His enduring enthusiasm to learn was the driving force behind his decision to move to Lahore some eight years ago.
He says he was inclined towards art ever since he was a child, but was discouraged from pursuing it in school and later by his family on grounds of art being an “immoral activity.” That, however, didn’t deter him, and he went on to draw sketches on his school books, random newspapers, in fact any piece of paper he could lay his hands on.
Rafique has a soft spot for Lahore. He says that it gave him the strength to become who he was always meant to be. When he first came to the city, he was so smitten by the art galleries here that he would sit outside one of them for hours on end “just staring at the paintings.”
His love affair with art was also one of the reasons why he chose to work at Readings. “I love looking at art, and this place is full of art books!” he chuckles.
This fascination was eventually picked up by visitors at the café, who then helped Rafique pursue his passion in every manner possible.

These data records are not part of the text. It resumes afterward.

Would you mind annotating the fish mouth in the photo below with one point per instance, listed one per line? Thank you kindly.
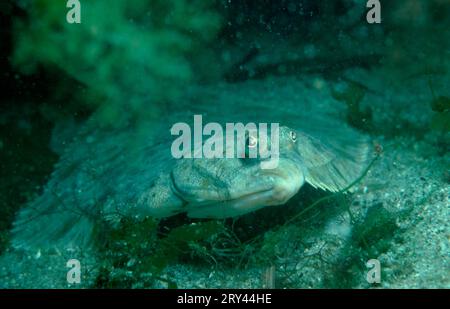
(232, 207)
(243, 194)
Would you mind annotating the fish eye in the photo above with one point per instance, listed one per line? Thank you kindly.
(252, 141)
(293, 136)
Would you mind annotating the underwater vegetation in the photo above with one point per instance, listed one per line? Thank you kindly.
(131, 61)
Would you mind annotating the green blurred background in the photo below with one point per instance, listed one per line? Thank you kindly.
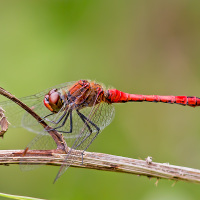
(146, 47)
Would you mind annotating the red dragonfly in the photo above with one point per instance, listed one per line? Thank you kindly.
(79, 110)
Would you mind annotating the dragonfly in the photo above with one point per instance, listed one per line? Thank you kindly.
(79, 111)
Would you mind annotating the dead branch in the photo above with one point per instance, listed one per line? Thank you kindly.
(103, 162)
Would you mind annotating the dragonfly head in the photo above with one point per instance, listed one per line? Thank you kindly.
(53, 101)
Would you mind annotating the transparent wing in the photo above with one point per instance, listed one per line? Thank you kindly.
(20, 118)
(100, 116)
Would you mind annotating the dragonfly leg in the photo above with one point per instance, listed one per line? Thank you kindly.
(69, 114)
(87, 121)
(43, 118)
(60, 119)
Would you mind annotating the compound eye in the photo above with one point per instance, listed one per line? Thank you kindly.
(54, 97)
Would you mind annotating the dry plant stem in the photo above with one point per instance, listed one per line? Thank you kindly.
(103, 162)
(60, 142)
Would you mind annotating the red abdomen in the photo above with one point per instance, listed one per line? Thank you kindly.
(116, 96)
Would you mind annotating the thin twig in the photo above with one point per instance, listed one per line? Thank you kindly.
(60, 142)
(103, 162)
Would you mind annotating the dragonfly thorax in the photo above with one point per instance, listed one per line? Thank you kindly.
(53, 101)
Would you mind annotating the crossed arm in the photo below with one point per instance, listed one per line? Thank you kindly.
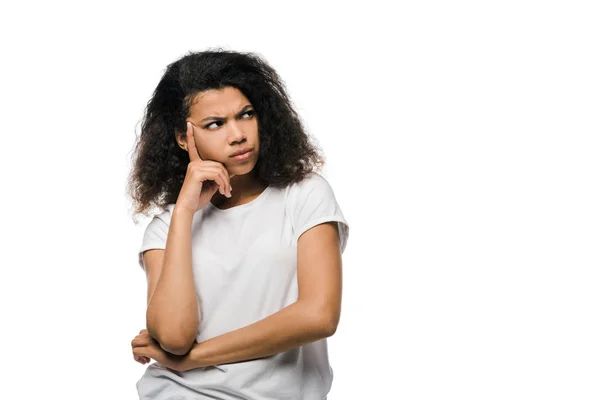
(314, 316)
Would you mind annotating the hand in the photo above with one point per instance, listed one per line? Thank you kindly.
(145, 347)
(202, 179)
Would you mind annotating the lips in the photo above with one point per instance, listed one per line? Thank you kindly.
(242, 151)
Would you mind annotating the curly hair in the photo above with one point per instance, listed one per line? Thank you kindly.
(287, 152)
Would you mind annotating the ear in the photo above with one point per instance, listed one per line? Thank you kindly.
(181, 141)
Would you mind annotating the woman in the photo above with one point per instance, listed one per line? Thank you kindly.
(243, 264)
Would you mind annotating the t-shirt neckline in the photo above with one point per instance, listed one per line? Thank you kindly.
(244, 206)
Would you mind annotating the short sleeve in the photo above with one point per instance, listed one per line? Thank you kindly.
(155, 235)
(312, 202)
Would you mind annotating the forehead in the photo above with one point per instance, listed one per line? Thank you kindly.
(219, 102)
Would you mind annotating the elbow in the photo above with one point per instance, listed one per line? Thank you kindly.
(177, 347)
(330, 326)
(327, 322)
(175, 344)
(173, 341)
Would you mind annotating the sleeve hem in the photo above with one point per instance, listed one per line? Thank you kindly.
(342, 228)
(149, 246)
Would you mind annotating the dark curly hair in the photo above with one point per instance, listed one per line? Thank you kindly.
(287, 152)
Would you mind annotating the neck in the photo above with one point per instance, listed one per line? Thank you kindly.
(245, 187)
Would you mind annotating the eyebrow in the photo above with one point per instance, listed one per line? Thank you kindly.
(224, 118)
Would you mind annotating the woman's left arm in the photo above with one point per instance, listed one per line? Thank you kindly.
(314, 316)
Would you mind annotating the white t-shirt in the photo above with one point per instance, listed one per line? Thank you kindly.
(244, 263)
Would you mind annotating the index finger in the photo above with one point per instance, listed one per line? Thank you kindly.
(192, 150)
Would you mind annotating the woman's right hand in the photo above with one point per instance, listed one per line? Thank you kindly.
(202, 179)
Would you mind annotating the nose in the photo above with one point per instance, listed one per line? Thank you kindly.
(236, 133)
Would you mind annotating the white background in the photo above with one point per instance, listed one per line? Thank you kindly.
(462, 141)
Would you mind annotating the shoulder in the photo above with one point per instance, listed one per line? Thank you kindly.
(164, 215)
(313, 182)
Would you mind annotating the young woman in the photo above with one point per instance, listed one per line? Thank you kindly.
(244, 261)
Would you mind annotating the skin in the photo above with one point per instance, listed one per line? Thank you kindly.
(316, 313)
(217, 138)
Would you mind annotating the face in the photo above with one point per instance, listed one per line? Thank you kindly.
(224, 122)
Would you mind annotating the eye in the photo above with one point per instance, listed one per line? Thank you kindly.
(215, 122)
(250, 112)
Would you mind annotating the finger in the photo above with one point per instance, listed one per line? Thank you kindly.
(213, 172)
(225, 176)
(192, 150)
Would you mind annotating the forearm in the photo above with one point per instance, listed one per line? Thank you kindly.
(172, 313)
(293, 326)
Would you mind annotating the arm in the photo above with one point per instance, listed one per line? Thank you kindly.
(172, 313)
(313, 316)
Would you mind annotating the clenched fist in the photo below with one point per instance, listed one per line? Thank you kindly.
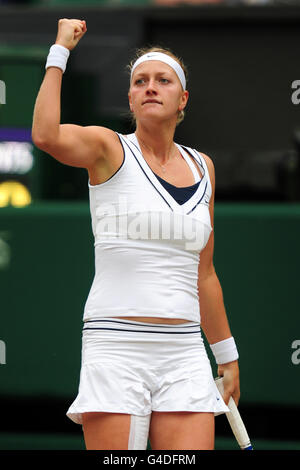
(70, 32)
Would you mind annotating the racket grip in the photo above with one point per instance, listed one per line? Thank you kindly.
(234, 418)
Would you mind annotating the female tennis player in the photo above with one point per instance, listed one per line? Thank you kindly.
(145, 373)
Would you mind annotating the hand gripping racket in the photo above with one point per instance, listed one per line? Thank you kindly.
(235, 420)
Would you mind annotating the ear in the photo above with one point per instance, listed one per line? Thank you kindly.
(130, 103)
(184, 100)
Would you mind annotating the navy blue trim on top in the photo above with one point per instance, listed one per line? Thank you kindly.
(145, 331)
(180, 194)
(199, 200)
(147, 175)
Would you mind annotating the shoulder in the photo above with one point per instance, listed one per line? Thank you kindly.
(210, 167)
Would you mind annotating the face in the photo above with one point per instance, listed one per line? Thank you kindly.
(156, 92)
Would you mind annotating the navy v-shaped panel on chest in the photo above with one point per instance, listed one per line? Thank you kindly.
(172, 195)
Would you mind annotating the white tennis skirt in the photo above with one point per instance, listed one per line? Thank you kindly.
(136, 368)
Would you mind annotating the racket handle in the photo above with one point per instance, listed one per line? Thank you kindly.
(234, 418)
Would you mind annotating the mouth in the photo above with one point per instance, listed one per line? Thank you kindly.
(152, 102)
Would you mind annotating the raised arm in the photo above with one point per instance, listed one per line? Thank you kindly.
(214, 321)
(70, 144)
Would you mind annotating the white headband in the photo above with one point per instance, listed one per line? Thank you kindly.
(162, 58)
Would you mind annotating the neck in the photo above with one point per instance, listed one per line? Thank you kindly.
(157, 140)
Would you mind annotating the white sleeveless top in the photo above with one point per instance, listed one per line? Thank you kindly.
(147, 245)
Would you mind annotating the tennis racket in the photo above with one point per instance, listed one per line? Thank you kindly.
(235, 420)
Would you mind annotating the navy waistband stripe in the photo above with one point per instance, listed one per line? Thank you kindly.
(146, 331)
(144, 324)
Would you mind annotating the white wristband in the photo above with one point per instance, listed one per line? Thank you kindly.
(225, 351)
(57, 57)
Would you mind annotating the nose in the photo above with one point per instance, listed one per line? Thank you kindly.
(151, 88)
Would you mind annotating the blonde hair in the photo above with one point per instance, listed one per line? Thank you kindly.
(146, 50)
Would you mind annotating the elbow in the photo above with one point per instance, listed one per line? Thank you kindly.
(41, 142)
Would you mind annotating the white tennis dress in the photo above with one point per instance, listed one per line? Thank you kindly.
(147, 249)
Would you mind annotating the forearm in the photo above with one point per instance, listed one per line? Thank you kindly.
(47, 114)
(214, 320)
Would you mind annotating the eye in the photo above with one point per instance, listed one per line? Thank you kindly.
(139, 81)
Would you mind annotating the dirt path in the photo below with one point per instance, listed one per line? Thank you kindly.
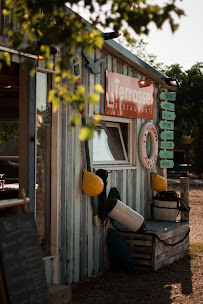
(178, 283)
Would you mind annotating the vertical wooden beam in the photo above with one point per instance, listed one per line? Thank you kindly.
(184, 194)
(32, 142)
(23, 128)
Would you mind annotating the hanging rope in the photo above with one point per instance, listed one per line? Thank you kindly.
(103, 201)
(165, 243)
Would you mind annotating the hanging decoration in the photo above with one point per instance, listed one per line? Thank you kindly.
(148, 162)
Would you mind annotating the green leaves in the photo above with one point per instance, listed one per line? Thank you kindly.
(49, 23)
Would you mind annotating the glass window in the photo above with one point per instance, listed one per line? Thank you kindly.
(43, 163)
(110, 145)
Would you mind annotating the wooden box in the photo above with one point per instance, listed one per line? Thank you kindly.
(162, 244)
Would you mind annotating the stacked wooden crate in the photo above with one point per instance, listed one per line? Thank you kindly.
(156, 248)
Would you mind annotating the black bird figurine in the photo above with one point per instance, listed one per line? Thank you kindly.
(94, 66)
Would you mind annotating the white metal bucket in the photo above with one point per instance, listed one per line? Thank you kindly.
(165, 210)
(126, 216)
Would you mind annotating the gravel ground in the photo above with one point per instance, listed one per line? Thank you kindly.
(180, 282)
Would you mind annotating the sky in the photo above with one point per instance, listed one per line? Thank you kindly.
(185, 46)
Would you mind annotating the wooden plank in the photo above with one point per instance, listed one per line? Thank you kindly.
(142, 256)
(124, 187)
(83, 222)
(162, 249)
(141, 249)
(169, 261)
(168, 115)
(55, 191)
(167, 145)
(138, 243)
(184, 194)
(63, 196)
(165, 154)
(32, 143)
(103, 82)
(23, 131)
(129, 188)
(164, 235)
(77, 192)
(167, 125)
(168, 96)
(138, 172)
(166, 163)
(142, 262)
(70, 204)
(167, 106)
(98, 54)
(146, 268)
(169, 135)
(135, 236)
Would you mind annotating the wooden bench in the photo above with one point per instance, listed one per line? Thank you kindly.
(162, 244)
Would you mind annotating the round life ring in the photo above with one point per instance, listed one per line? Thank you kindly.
(148, 162)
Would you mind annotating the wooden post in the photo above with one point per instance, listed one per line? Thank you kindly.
(184, 195)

He then started working during and after work hours which was never discouraged by the owners. He sold his first painting for Rs500, but never cared about the scanty price. He currently works at Framers after work hours and takes painting/calligraphy orders from the same gallery that he couldn’t even enter before. “Everything is just smoothly going in my favour,” he says, “I can’t be thankful enough.”
Things were not completely hunky dory for him when he first set foot in Lahore. He was ridiculed for not being able to lift heavy cartons; that was required of his initial job as a carton box lifter. “Those cartons used to be full of heavy books, which would get extremely difficult for me to lift. They used to make fun of me, call me effeminate. It hurt me, deeply. So much so that I had to cry myself to sleep at times,” he says. He was eventually fired on the same grounds, but that never dampened his affection for Lahore and its people. “I’ve been mistaken for a woman here at Readings as well, but never in a disrespectful manner. The good thing is, once they realise their mistake, they just politely apologise.” These are the kind of people that he calls “truly educated.”
With a job at the Readings’ café, Rafique feels he has finally arrived at where he always wanted to be: “I am just a chai wala here but people have accepted me as one of their own. When you come across such people in life, you aspire to become a better version of yourself — and improve I did, in more ways than one.
“I would never want to leave this place,” he adds, admiringly glancing at the café and his customers. “I believe I would never be able to settle anywhere else now.”
The love he has for his customers is shared by them as well. Amna, an art history student who frequents the café, says she has been in awe of Rafique’s work ever since she first laid her eyes on it, especially the whirling dervishes. “He has amazing observation skills and is eager to learn, two things that are imperative for good art,” she says.
“He just needs to develop his unique style in order to flourish. His work is still heavily influenced by other artists, though the good thing about him is his ability to amalgamate all these multiple influences and turn them into something completely unique,” she concludes.
“I found Rafique to be a very enthusiastic artist when I came across him probably five years ago,” says Umair Ghani, a freelance photographer and writer. “His art was very basic but what really excited us frequent visitors was that he was learning everything completely on his own.”
He too thinks that Rafique needs time to develop his own distinct style: “I believe that young artists, particularly the self-taught ones, struggle to find their niche somewhere. However, it important to look at their consistent ambition despite their struggles.”
According to Ghani, the most admirable thing about Rafique is his ability to learn and take criticism. “What he has produced so far is significant as a self-taught artist to whom every possible door of learning art in this country is unfortunately closed.”
Despite such support and encouragement from people around him, Rafique is not too keen on pursuing art commercially. His dream is to just earn enough to be able to help the poor, homeless children that he comes across everyday.
“I don’t know what the future holds for me, I just want to do the present moment right and take one step at a time,” he smiles.
But he is content with what he has right now since he is blessed with a place to live, people who love him, and his art — mostly his art.
“The solutions to all of my problems, answers to all my questions lie in art, in colours. My
whole life revolves around this. And I know that if I have my art, I have everything,” he concludes.